“They’re dead,” said Happy.

There was something in the way he said it that made everyone else look at him. JC considered him thoughtfully.

“Is that a feeling, or do you know something you really should be sharing with the rest of us?”

“I can feel death in this building,” said Happy. “Like a shroud hanging over everything. And especially in this lobby. Recent death. Sudden death. I don’t think they even knew what hit them until it was too late.”

“Who killed them?” said JC. “Or is it What?”

“I can’t put a name to it,” said Happy.

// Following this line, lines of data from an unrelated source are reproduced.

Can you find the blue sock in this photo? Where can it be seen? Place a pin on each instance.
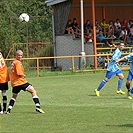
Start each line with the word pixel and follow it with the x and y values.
pixel 128 86
pixel 120 81
pixel 101 85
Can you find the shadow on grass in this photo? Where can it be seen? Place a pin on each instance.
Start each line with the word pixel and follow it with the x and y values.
pixel 123 125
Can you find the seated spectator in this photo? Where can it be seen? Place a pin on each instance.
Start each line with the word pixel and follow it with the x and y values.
pixel 130 22
pixel 88 37
pixel 124 35
pixel 75 27
pixel 111 29
pixel 124 24
pixel 101 38
pixel 104 26
pixel 117 28
pixel 131 31
pixel 68 29
pixel 87 27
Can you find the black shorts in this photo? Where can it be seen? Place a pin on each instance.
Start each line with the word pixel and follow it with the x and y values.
pixel 4 86
pixel 23 87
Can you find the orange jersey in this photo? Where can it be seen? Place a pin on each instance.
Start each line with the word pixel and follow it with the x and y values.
pixel 16 69
pixel 4 77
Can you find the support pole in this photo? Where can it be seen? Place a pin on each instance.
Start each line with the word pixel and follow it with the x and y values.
pixel 94 34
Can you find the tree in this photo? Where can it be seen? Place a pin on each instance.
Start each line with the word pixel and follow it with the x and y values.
pixel 14 31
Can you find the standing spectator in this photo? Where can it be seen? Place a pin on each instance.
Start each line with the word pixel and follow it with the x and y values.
pixel 124 35
pixel 98 27
pixel 101 38
pixel 69 29
pixel 105 27
pixel 130 22
pixel 87 27
pixel 111 29
pixel 124 24
pixel 75 27
pixel 4 78
pixel 113 69
pixel 19 82
pixel 117 28
pixel 131 31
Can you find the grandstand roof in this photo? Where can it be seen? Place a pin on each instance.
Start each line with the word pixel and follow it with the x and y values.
pixel 125 2
pixel 53 2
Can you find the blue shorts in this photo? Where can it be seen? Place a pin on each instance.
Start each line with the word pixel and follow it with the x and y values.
pixel 130 76
pixel 109 74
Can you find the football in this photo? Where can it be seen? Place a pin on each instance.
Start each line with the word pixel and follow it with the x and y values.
pixel 24 17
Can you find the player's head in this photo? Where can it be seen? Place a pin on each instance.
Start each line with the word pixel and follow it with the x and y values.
pixel 121 46
pixel 19 55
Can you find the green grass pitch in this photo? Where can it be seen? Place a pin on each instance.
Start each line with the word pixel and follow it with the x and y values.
pixel 71 106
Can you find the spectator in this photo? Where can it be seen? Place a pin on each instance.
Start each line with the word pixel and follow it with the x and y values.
pixel 105 27
pixel 88 37
pixel 98 27
pixel 69 29
pixel 111 29
pixel 117 28
pixel 124 35
pixel 124 24
pixel 87 27
pixel 75 27
pixel 101 38
pixel 130 22
pixel 131 31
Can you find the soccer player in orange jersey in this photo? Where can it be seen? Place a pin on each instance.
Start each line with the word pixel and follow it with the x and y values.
pixel 19 82
pixel 4 78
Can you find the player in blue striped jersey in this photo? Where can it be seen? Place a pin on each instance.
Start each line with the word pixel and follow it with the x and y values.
pixel 130 74
pixel 113 69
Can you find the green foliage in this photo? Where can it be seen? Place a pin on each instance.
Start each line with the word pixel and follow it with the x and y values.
pixel 14 31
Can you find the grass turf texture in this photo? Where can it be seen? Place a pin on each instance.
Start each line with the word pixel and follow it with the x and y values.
pixel 71 106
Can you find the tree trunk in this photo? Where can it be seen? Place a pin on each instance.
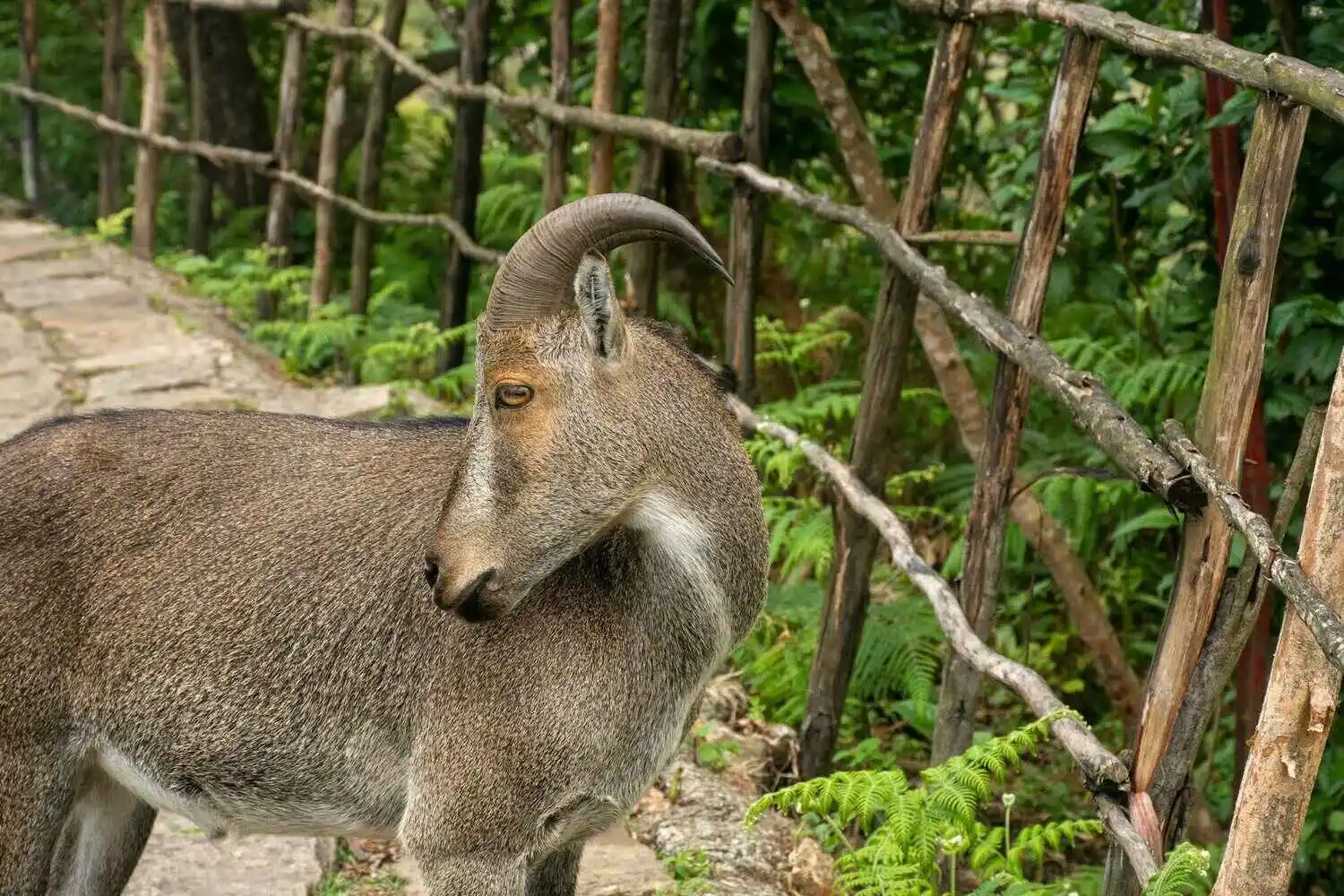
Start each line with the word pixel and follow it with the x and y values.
pixel 663 30
pixel 604 91
pixel 746 244
pixel 468 142
pixel 287 124
pixel 986 521
pixel 558 151
pixel 236 93
pixel 371 160
pixel 29 78
pixel 151 121
pixel 109 150
pixel 1303 694
pixel 202 177
pixel 1220 427
pixel 874 435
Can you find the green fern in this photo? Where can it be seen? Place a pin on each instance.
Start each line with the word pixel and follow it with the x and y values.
pixel 906 831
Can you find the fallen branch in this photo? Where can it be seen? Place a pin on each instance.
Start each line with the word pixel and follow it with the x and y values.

It’s like nothing I’ve seen or felt before. And I’ve been around.”

JC looked at Kim. “Are you picking up any of this?”

“No,” said Kim. “Not a thing. And that’s wrong… If people died here, I should be able to see something… The world is full of ghosts, and fellow travellers, and images that come and go. I see all the things we share the world with. Comes with being a ghost. There are things here on the street with us right now, paying close attention to the building. But when I look into the lobby, there’s nothing there. So I can only assume that someone is hiding what’s happened from me. Which means, I get to go in first.”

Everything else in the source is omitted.